Engaging second ‘Hobbit’ does not disappoint

REVIEWER’S RATING: ★★★

A visual feast and technical marvel, the second installment of director Peter Jackson’s three-movie adaptation of J.R.R. Tolkien’s single-volume book, “The Hobbit,” is thin on story but rich with intricate action and wondrous sites.

Coming in the middle of a triptych as the “The Hobbit: The Desolation of Smaug” does, it must be among the greatest teases in cinematic history.

Of course, fans of Jackson’s three “The Lord of the Rings” movies and his first “Hobbit” film, “The Hobbit: An Unexpected Journey,” expect to be left hanging with a doozy of a cliffhanger. In that regard, “The Desolation of Smaug” does not disappoint.

Twelves dwarves and their leader, Thorin Oakenshield, the dwarf king who has no kingdom, plus their prime motivator, Gandalf the wizard, and the lone hobbit they’ve recruited to help them are gathered in Middle-Earth, 60 years before the time of “The Lord of the Rings” trilogy. The group is on a suicidal quest to reclaim the lost dwarf kingdom of Erebor.

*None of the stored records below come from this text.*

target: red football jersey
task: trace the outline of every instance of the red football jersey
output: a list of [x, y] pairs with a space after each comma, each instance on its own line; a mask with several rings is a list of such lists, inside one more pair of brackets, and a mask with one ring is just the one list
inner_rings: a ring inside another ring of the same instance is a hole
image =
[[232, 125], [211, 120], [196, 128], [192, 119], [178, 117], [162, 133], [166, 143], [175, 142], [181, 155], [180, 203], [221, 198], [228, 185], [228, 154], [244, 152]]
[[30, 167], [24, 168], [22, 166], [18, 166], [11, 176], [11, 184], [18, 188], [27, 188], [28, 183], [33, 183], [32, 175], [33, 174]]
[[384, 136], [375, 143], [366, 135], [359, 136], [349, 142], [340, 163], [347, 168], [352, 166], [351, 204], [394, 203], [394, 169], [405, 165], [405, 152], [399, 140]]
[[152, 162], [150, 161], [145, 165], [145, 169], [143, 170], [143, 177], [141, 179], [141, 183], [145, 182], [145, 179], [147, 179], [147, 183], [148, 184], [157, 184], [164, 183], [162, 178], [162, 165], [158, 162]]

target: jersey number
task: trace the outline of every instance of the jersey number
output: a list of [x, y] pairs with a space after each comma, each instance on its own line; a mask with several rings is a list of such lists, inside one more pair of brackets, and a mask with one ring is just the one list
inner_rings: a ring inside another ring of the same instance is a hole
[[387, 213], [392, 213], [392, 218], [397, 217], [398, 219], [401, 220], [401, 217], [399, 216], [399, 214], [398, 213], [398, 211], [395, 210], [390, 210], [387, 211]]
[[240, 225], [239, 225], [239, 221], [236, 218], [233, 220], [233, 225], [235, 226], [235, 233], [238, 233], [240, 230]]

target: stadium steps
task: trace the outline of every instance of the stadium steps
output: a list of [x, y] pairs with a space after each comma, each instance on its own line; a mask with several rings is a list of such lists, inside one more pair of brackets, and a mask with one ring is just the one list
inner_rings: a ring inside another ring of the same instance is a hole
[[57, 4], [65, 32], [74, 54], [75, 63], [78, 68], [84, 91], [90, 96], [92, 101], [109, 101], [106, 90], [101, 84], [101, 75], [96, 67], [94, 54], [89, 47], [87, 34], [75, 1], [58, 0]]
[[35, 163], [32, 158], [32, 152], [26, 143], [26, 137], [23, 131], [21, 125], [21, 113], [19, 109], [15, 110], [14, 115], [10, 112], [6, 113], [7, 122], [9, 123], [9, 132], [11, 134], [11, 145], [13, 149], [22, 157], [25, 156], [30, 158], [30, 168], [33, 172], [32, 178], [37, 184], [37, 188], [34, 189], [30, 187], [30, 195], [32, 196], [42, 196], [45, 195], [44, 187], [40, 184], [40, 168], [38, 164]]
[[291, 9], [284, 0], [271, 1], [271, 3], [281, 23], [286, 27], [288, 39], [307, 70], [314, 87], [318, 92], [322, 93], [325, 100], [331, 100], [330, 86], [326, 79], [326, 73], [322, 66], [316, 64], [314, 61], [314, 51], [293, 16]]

The prodigiously bearded Ian McKellen is back as the crafty Gandalf. Martin Freeman returns as Bilbo Baggins, the diminutive hobbit whose courage has grown considerably since the first film. Richard Armitage again assumes command as the determined Thorin.

Unlike the first “Hobbit” installment, there’s no time for rollicking feasts of the kind that began “An Unexpected Journey.” Nor does this dark adventure have room for much humor.

Packs of mirror-breaking-ugly orcs, riding their wolfish wargs, continuously hunt the dwarves, Gandalf and Bilbo. The group must also journey through a hallucination-generating forest infested with giant spiders. And waiting at the dwarves’ destination, there’s Smaug, the fire-blowing giant lizard who’s taken covetous possession of their mountain kingdom.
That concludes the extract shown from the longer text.